Married women in Wisconsin were granted some property rights in 1850, although they were still prohibited from writing their own wills or controlling their wages. The University of Wisconsin, which was founded in 1848, the same year as the state, allowed women to enroll as early as 1863, though it was largely a business move to spur registrations during the Civil War. Even then, female students could only study teaching.
When Divorce Was Widely Banned, Desperate Women Went to South Dakota
Few black women lived in Wisconsin, even though it was a free state, and many white residents were involved in abolition and the Underground Railroad. For indigenous women, however, there was almost no freedom of movement. For years, settlers and traders sexually exploited them and drove them off their land, according to the Wisconsin Historical Society. In 1850, the federal government lured thousands of Wisconsin Natives to Minnesota, including 18-year-old Ojibwe Julia Spears. She later described seeing hundreds of adults and children die of starvation and disease in what is now called the Sandy Lake tragedy.
Arizona was still a territory when it passed its abortion law in 1901, but the fight for women’s suffrage was in full swing. Bills granting women the right to vote in 1883 and 1891 had failed. Two other bills passed but were vetoed by the governors. A narrower law, which gave taxpayer mothers of school-aged children the right to vote in school board elections, was struck down by the court. At Arizona’s 1911 constitutional convention to become a state, women’s suffrage again failed.
Frances W. Munds of Prescott was there for it all. She was already a member of suffrage organizations when she married a cattle rancher in 1890. She was the mother of young children as she rose through the ranks of these organizations, where she pushed for the inclusion of Mormon women in the movement. Finally, after campaigning for a suffrage initiative, Arizona women won the right to vote in 1912, eight years before the 19th Amendment. When she was elected to the State Senate two years later, local newspapers nicknamed her “Mrs. JL Munds” – the name of her husband, a common practice for newspapers in the country.
It will be decades before Native and Hispanic women in Arizona can vote.
Although black women gained the right to vote with the passage of the 19th Amendment in 1920, many were still unable to exercise this right. In 1931 — the year Michigan passed its abortion law — Fannie B. Peck, the Detroit preacher’s wife, was focusing on a different kind of voting: voting with your dollars.
Peck started the Housewives’ League of Detroit in 1930 to encourage black women to shop only at black-owned businesses and businesses that hired black employees.

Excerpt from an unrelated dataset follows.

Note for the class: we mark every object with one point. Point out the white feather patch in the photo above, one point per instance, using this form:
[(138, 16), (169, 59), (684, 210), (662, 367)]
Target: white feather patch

Their motto was “Don’t buy where you can’t work” – but that was somewhat symbolic, given that only 22% of women were in the labor force nationally. at the time, according to census data.
Michigan women could not open their own bank accounts either. In 1932, as a Great Depression-era federal government In addition, employed women were forced to quit their jobs if their husbands were also working.
Nationally, many rights for women were still years or even decades away, according to the National Women’s History Alliance, including receiving a minimum wage equal to men’s (1938), serving on juries without restriction ( 1975), use birth control (1965), keep a job after becoming pregnant (1975), enlist as a full member of the military (1948), serve in combat (2013), attend a the Ivy League (1983), owning a credit card (1974) and filing a complaint for sexual assault against a spouse (1993).